Kalaris Therapeutics, Inc. (NASDAQ:KLRS) ("Kalaris"), a clinical-stage biopharmaceutical company dedicated to the development and commercialization of treatments for prevalent retinal diseases, today announced positive additional data from its Phase 1a single ascending dose (SAD) trial of TH103 in neovascular age-related macular degeneration (AMD). Data from the expanded cohorts build on previously reported positive findings from the trial, with additional patients showing improvements in vision and retinal anatomy and further supporting the potential for extended treatment durability after a standard four-dose loading regimen. The updated SAD results will be presented today at 8:00 am EDT by Dr. Joel Pearlman, MD, PhD, at the American Society of Retina Specialists (ASRS) Annual Meeting.

The expanded Phase 1a SAD dataset now includes a total of 17 treatment-naive patients, as well as an additional 3 treatment-experienced patients which were included in the safety cohort. All 20 patients completed six months of follow-up. Consistent with Kalaris’ previously reported findings, the expanded efficacy analysis, which includes the 17 treatment-naïve patients, continued to demonstrate robust structural and functional improvements.

TH103 plasma pharmacokinetic findings continued to suggest greater intraocular retention, with 27- to 53-fold lower Cmax compared to current leading anti-VEGF agents on a molar equivalence basis. Additionally, the time to retreatment results further supported the hypothesis that increased intraocular retention may contribute to prolonged biological activity: following only a single TH103 injection, 41% of treatment-naïve patients (N=17) received a first retreatment at 4 months or later, 35% at 5 months or later, and 29% received no additional anti-VEGF treatment during the entire six-month follow-up period. Separately, after a single TH103 injection, time to retreatment in treatment-experienced patients (N=3) was extended by an average of 2 months compared with prior anti-VEGF treatment intervals.

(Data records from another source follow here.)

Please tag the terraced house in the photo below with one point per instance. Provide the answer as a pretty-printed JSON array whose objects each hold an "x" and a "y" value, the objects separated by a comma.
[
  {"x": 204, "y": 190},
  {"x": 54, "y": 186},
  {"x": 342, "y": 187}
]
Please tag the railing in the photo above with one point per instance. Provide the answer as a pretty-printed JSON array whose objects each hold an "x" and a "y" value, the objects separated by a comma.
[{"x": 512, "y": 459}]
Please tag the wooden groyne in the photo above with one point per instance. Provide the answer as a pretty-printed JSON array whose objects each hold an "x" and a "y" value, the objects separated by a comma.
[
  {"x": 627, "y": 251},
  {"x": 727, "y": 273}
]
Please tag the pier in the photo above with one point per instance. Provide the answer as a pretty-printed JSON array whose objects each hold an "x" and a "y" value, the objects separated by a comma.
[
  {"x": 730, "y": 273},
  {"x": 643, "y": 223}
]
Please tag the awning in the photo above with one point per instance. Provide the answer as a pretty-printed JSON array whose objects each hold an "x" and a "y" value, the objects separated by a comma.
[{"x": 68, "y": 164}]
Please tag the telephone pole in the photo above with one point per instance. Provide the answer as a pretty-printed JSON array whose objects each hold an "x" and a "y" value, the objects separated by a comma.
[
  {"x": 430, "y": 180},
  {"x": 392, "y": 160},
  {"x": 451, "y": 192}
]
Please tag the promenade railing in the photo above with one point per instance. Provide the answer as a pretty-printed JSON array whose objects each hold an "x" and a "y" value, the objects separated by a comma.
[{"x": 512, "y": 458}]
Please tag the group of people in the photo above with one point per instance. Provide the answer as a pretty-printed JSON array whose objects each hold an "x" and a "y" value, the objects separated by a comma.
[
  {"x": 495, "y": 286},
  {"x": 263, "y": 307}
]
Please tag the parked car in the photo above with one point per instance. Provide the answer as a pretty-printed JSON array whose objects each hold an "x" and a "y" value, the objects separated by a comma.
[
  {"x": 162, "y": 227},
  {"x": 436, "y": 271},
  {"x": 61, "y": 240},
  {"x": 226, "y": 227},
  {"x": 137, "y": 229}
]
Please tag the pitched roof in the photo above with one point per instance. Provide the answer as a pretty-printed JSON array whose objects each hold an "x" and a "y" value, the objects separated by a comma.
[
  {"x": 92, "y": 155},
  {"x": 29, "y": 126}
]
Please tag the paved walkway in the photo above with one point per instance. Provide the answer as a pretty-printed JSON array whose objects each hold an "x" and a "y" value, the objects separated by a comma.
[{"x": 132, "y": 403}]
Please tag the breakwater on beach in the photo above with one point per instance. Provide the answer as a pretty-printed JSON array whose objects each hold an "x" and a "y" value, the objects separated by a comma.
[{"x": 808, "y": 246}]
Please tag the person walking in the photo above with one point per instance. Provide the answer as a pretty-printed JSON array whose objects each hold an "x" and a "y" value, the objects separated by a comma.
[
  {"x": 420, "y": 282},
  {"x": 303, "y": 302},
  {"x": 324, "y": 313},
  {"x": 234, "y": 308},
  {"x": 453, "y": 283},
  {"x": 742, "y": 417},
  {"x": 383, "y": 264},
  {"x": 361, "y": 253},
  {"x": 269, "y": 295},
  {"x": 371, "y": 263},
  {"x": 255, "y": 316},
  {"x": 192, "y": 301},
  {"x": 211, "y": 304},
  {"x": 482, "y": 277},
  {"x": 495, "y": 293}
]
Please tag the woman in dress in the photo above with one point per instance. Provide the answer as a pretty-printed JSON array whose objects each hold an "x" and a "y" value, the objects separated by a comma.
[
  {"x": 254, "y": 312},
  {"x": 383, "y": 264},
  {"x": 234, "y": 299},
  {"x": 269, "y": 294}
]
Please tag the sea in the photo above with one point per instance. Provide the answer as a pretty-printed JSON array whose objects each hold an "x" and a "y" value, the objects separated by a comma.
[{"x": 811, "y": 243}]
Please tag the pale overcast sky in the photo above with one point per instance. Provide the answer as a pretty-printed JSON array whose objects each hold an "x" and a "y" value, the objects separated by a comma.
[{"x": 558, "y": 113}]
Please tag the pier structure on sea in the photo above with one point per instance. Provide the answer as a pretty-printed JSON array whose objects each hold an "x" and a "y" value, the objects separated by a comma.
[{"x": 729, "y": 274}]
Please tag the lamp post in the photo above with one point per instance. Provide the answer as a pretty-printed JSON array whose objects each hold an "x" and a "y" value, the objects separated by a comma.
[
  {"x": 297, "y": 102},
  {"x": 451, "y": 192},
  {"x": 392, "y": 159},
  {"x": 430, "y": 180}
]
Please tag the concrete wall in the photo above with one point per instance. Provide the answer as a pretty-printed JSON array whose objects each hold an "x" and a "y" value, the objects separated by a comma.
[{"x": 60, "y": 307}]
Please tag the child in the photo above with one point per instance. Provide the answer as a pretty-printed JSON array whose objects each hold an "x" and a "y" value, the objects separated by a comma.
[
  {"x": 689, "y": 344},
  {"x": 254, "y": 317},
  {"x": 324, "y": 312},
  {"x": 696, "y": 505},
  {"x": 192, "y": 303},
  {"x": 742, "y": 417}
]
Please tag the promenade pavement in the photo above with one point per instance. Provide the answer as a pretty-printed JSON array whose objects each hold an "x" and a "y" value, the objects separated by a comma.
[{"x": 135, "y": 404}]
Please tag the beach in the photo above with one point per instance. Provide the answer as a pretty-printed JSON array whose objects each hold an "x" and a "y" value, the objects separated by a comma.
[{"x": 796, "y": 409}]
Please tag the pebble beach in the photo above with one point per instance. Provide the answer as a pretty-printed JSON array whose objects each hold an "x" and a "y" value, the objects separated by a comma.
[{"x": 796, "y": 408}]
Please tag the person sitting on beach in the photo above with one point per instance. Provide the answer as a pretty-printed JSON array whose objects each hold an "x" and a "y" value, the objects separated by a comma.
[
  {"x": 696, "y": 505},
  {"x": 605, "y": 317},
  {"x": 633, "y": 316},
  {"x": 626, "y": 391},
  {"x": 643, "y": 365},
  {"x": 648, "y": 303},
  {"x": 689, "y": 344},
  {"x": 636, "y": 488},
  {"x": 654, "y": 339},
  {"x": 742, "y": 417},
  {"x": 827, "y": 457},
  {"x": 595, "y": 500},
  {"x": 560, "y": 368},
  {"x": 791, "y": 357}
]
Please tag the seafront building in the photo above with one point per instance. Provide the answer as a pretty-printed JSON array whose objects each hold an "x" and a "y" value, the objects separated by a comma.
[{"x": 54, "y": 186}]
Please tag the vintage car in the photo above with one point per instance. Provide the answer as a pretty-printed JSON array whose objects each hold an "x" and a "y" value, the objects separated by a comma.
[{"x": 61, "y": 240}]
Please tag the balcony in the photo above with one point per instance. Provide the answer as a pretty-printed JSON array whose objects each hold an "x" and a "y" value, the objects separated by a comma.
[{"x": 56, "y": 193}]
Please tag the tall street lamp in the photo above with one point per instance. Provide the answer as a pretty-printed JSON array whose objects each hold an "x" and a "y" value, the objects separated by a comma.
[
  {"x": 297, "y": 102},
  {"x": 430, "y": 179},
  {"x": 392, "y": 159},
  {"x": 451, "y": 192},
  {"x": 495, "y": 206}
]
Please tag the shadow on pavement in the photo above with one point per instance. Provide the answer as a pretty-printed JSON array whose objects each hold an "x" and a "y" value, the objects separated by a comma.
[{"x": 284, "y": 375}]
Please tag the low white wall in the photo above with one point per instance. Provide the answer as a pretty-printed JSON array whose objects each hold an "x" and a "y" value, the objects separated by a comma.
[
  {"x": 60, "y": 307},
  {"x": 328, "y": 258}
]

No cases of intraocular inflammation (IOI) were observed among the six patients treated at the 2.5 mg dose using product manufactured following process adjustments to reduce impurities. As previously reported, one patient treated at the 5 mg dose experienced transient IOI that resolved without sequelae.

"The expanded Phase 1a SAD dataset continues to strengthen our confidence in potential TH103 differentiation," said Andrew Oxtoby, CEO of Kalaris Therapeutics. "The consistency of the structural, functional and pharmacokinetic findings reinforces our belief that TH103 has the potential to offer a best-in-class treatment option for patients with neovascular AMD."

Building on these findings, Kalaris is actively enrolling and dosing patients in its ongoing Phase 1b/2 study aimed at evaluating a standard four-dose loading regimen of TH103 in treatment-naïve patients using an ascending-dose design. The study is designed to evaluate the safety, tolerability, pharmacokinetics and preliminary efficacy of repeated TH103 intravitreal injections as well as time to retreatment following a complete loading course. Study results will inform dose selection for potential future Phase 3 trials of TH103, and Kalaris remains on track to share initial data from the Phase 1b/2 study in the first half of 2027.